L’intérêt de Gates pour les représentations de Vierges noires constituait l’un des points de départ du projet d’exposition à Bâle. Les statues et les portraits de la Vierge Marie à la peau sombre demeurent jusqu’à nos jours parmi les plus vénérés en Europe. Ces icônes de style byzantin richement parées, auxquelles sont destinées des offrandes votives, sont conservées dans des sanctuaires et portées en procession. Dans le cadre de l’exposition Black Madonna, Gates interroge la portée politique, esthétique et métaphorique de cette figure fascinante.

L’histoire de la réception des Vierges noires est complexe, notamment en raison d’évolutions historiques notables. Le XIXe siècle marque un tournant décisif : autrefois perçus comme des représentations noires de la Vierge Marie, ces objets d’art sacré sont désormais interprétés comme des représentations d’une Vierge noire. À l’origine, la couleur sombre de la peau fut tour à tour considérée comme un caractère d’authenticité de l’icône, une indication de son âge avancé, de sa provenance supposée d’Orient, ou comme une preuve de son culte séculaire – en supposant que le noircissement résulte de la fumée de milliers de bougies votives. Au début du XXe siècle, la couleur sombre de certaines représentations de Marie fut souvent interprétée comme un signe d’appartenance ethnique et « raciale ». Par la suite, la Vierge noire est apparue comme un symbole lors du mouvement Black Power aux États-Unis. Elle représente la quête d’un équilibre entre le discours religieux et politique commune à plusieurs mouvements culturels et citoyens aux États-Unis.

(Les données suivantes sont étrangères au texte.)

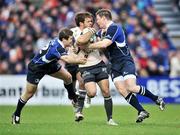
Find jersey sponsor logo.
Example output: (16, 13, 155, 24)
(102, 67, 107, 73)
(123, 71, 129, 75)
(115, 41, 126, 47)
(35, 79, 40, 83)
(42, 55, 51, 63)
(82, 71, 90, 78)
(57, 64, 61, 70)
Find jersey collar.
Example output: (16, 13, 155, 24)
(58, 39, 65, 48)
(106, 21, 113, 30)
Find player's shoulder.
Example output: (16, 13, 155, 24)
(107, 23, 123, 34)
(71, 27, 81, 33)
(109, 23, 122, 30)
(49, 38, 59, 47)
(71, 27, 82, 39)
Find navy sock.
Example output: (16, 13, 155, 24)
(64, 83, 77, 102)
(14, 98, 26, 116)
(125, 93, 144, 113)
(104, 96, 113, 121)
(138, 86, 158, 102)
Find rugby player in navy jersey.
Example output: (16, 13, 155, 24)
(88, 9, 165, 123)
(12, 28, 87, 124)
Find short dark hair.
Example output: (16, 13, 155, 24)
(75, 12, 94, 26)
(96, 9, 112, 20)
(58, 28, 73, 40)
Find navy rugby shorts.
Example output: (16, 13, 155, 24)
(111, 60, 136, 81)
(27, 62, 62, 85)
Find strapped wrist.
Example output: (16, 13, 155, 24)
(88, 28, 96, 35)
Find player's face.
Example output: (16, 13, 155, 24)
(96, 15, 106, 29)
(64, 36, 73, 47)
(83, 17, 93, 28)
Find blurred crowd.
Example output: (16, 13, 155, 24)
(0, 0, 179, 77)
(173, 0, 180, 12)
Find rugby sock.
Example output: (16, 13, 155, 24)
(104, 96, 113, 121)
(138, 86, 158, 102)
(14, 98, 26, 116)
(125, 93, 144, 113)
(64, 83, 77, 102)
(76, 89, 86, 113)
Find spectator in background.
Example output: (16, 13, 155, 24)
(36, 33, 51, 52)
(170, 50, 180, 77)
(172, 0, 180, 12)
(0, 0, 177, 76)
(127, 33, 139, 52)
(148, 47, 167, 76)
(136, 47, 149, 76)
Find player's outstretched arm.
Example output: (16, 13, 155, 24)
(88, 38, 112, 49)
(61, 54, 87, 64)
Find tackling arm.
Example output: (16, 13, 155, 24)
(61, 54, 86, 64)
(88, 38, 112, 49)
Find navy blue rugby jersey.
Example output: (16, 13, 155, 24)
(31, 38, 67, 65)
(98, 23, 134, 64)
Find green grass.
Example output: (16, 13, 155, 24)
(0, 105, 180, 135)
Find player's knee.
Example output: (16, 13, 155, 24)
(126, 84, 136, 92)
(24, 89, 36, 99)
(79, 81, 85, 90)
(87, 91, 96, 98)
(101, 90, 110, 97)
(64, 74, 72, 84)
(117, 88, 128, 97)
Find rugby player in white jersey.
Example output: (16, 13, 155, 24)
(65, 12, 94, 122)
(75, 12, 118, 125)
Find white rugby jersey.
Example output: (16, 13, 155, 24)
(70, 27, 102, 68)
(77, 28, 102, 68)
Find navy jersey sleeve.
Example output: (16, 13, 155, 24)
(53, 46, 67, 60)
(105, 25, 124, 42)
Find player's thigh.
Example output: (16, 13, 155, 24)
(114, 80, 130, 97)
(50, 67, 72, 82)
(97, 79, 110, 97)
(26, 81, 38, 93)
(111, 70, 128, 96)
(21, 81, 38, 100)
(124, 78, 139, 92)
(85, 82, 97, 97)
(65, 64, 78, 81)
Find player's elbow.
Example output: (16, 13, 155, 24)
(77, 37, 88, 45)
(77, 37, 83, 44)
(102, 45, 108, 49)
(101, 44, 108, 49)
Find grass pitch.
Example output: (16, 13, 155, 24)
(0, 105, 179, 135)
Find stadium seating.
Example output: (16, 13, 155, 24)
(0, 0, 179, 76)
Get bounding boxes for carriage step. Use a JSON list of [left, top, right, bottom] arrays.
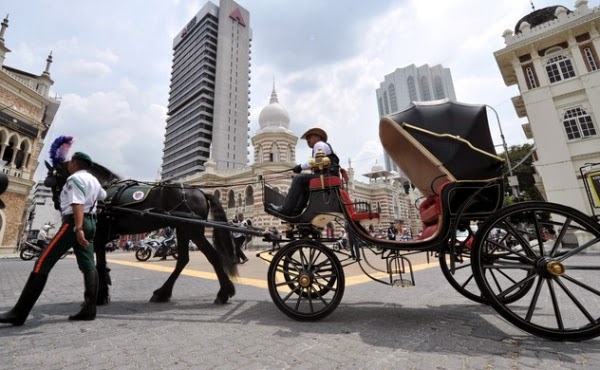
[[387, 254, 416, 287], [392, 279, 415, 287]]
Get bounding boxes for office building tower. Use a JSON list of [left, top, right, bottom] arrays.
[[375, 64, 456, 176], [161, 0, 251, 181]]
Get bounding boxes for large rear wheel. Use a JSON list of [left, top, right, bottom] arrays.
[[472, 201, 600, 341], [268, 240, 344, 321]]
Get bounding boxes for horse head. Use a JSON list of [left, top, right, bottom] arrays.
[[43, 159, 121, 211]]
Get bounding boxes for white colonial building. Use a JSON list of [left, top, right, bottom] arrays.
[[495, 0, 600, 215]]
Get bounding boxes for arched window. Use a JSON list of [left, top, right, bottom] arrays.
[[407, 76, 417, 102], [583, 46, 598, 71], [245, 185, 254, 206], [546, 54, 576, 83], [563, 107, 597, 140], [213, 189, 221, 202], [227, 190, 235, 208], [434, 76, 445, 99], [525, 66, 538, 89], [388, 83, 398, 113], [383, 91, 390, 114], [257, 146, 263, 164], [270, 143, 280, 162], [420, 76, 431, 100]]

Les derniers travaux de Theaster Gates renvoient à cette histoire longue et complexe. Sa conception de la Black Madonna est plurielle et très personnelle. Figure de proue de l’exposition, la Black Madonna réunit des objets, des installations et des performances qui interrogent non seulement le pouvoir des images et leur diffusion, mais aussi les concepts de « race » et de beauté ainsi que leur réception.

Tel un archéologue, Gates aborde l’histoire culturelle de ce symbole et propose dans le même temps une généalogie alternative. Dans le cadre de l’exposition, il étend le champ d’action de la Vierge noire pour souligner l’importance et le pouvoir de transformation de figures féminines contemporaines en politique, dans la société, la culture pop et la vie quotidienne, à l’exemple de Michelle Obama, Aretha Franklin et Beyoncé, madonnes noires de notre temps.

Collaborer avec des artistes, architectes, chercheurs et musiciens est une composante essentielle du travail de Gates. En suivant cette démarche globale, le Kunstmuseum Basel a élaboré un programme varié qui souligne la fonction du musée comme lieu d’expérience. L’exposition est conçue comme une plateforme où se mêlent contemplation, recherche scientifique, débats et concerts. Afin de travailler étroitement avec des institutions et des collègues bâlois, le Kunstmuseum Basel et Theaster Gates ont mis en place des projets en coopération avec Jazzcampus Basel, le Basler Papiermühle et la cathédrale de Bâle.

Le programme se déploiera pendant toute la durée de l’exposition sous la forme de performances, d’improvisations musicales, de séances photo et d’activités en temps réel. Telle une dramaturgie, il comprend trois actes intitulés respectivement « The Opening », « Rituals and Meditations » et « Dissemination and Propaganda ». Lors du premier acte, l’artiste célèbrera la semaine d’inauguration de l’exposition en compagnie de ses partenaires. Le grand concert inaugural de Theaster Gates et de son groupe, les Black Monks of Mississippi, constituera le temps fort des festivités. Le deuxième acte sera consacré à des improvisations, des répétitions et des duos musicaux conçus en étroite collaboration avec le prestigieux Jazzcampus Basel. Enfin, le troisième acte marquera la clôture de l’exposition et proposera notamment un prêche dominical (organisé en coopération avec la cathédrale de Bâle). À travers ce geste symbolique, il s’agit de « libérer » l’exposition de l’espace muséal et de dépasser le cadre de l’institution.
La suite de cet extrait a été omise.